More Politics and Law

  • While I have covered Florida and Alabama’s recent enactment of “Don’t Say Gay (or LGBTQ)” bills, NPR reminds us that more than a dozen states have pending legislation that would in some way restrict discussing gender identity or sexual orientation in schools.
  • Sarah Longwell offers her opinion in the Washington Post about why she objects to “Don’t Say Gay” bills as both a lesbian and a conservative.
  • Trans activist and mother Precious Brady-Davis is running for Chicago’s Metropolitan Water Reclamation District (MWRD) Commission, reports LGBTQ Nation. If elected, she would be the first out trans woman of color elected in Chicago history. (Read more about her in her memoir, I Have Always Been Me.)
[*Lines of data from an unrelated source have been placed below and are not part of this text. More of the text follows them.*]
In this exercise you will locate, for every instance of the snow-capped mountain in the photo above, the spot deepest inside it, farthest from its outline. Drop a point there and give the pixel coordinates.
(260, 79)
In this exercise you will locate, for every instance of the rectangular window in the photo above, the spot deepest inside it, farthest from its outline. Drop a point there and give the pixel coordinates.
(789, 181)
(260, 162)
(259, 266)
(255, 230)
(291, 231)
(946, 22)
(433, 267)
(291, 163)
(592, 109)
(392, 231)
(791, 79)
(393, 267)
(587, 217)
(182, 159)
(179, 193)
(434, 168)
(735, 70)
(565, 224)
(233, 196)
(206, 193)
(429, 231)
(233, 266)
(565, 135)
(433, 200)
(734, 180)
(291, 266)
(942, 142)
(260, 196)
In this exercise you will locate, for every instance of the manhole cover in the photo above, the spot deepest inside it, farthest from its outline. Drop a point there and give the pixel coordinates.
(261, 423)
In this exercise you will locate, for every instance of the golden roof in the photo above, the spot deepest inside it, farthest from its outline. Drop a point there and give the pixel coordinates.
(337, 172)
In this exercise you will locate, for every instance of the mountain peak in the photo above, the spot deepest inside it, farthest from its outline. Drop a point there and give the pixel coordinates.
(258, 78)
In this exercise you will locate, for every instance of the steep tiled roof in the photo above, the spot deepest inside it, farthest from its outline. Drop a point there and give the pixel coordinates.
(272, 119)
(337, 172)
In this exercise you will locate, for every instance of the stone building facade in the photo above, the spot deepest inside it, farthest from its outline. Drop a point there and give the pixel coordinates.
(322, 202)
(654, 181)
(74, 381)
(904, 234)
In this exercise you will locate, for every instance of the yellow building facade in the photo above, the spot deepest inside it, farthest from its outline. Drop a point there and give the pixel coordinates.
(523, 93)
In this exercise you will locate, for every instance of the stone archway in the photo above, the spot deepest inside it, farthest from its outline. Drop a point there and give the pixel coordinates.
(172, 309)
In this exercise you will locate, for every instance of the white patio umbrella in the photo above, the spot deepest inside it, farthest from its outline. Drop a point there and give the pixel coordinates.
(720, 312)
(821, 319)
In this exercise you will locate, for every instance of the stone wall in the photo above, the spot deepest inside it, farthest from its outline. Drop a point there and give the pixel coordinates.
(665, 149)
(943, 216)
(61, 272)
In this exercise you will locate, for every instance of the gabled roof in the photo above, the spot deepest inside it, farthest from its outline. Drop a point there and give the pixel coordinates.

  • The Danish government is setting up a working group to consider ways of establishing legal parentage for the nonbiological parent when a two-dad couple uses surrogacy, reports the English-language Danish newspaper CPH Post. It is also considering the possibility of recognizing three parents, both dads and the person who carried the child (presumably as an option, but not a requirement, for parental trios who want that).
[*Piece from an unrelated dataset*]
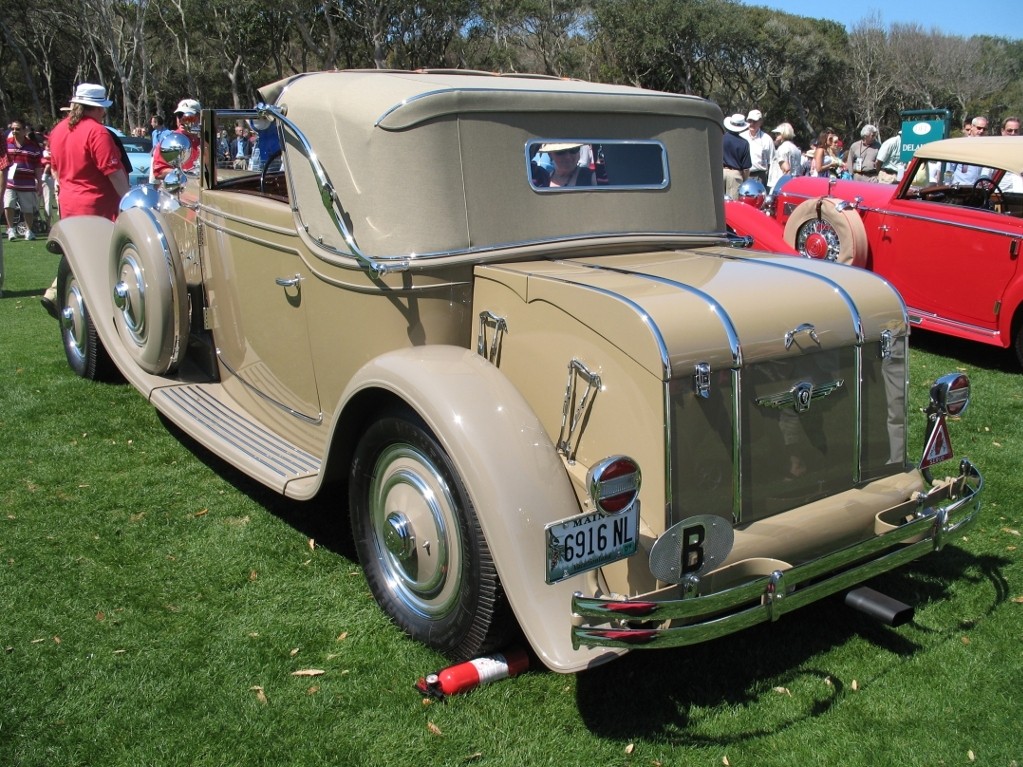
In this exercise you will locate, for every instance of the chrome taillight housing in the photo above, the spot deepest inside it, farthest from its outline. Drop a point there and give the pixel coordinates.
(614, 484)
(950, 394)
  • Jérôme Roux, a French gay single father of an American infant, who has lived in the United States for more than 15 years, has won a battle over  his immigration status, which he says was hindered by former President Trump’s policies, reports The Advocate. He must now, however, submit adoption paperwork to the French consulate in order for France to recognize his son’s (dual) citizenship there, since France does not allow surrogacy, but will grant “an adoptive filiation” to children born by surrogacy to French citizens abroad.

Unicorn Controversy

  • Amidst all of the bans and challenges to books that are “inappropriate” for children because they include LGBTQ characters or topics, this might be the most ridiculous. Author Jason Tharp had been invited to visit a school in Ohio, where he planned to read from his book It’s Okay to Be a Unicorn. Tharp told CBS affiliate WBNS that the principal asked him over the phone not to read the book, then sent an e-mail asking him not to read that another one, It’s Okay to Smell Good, which is about a skunk. ABC affiliate WSYX reports that the parents objected because the book could be promoting a “gay lifestyle.” The district then told WSYX that the book was not banned, his visit would proceed as planned, and “he is able to present his message to our staff and students.” It’s funny: The book is in my database, but I almost didn’t put it there because the LGBTQ content is so slight—an analogy about inclusion and being oneself that could also be an analogy for other things. The parents who objected to it show just how panicked some people have become over the idea that their children might be exposed to anything even vaguely related to LGBTQ people. Next thing you know, they’ll be banning hummus and granola from school cafeterias so the girls don’t all become lesbians.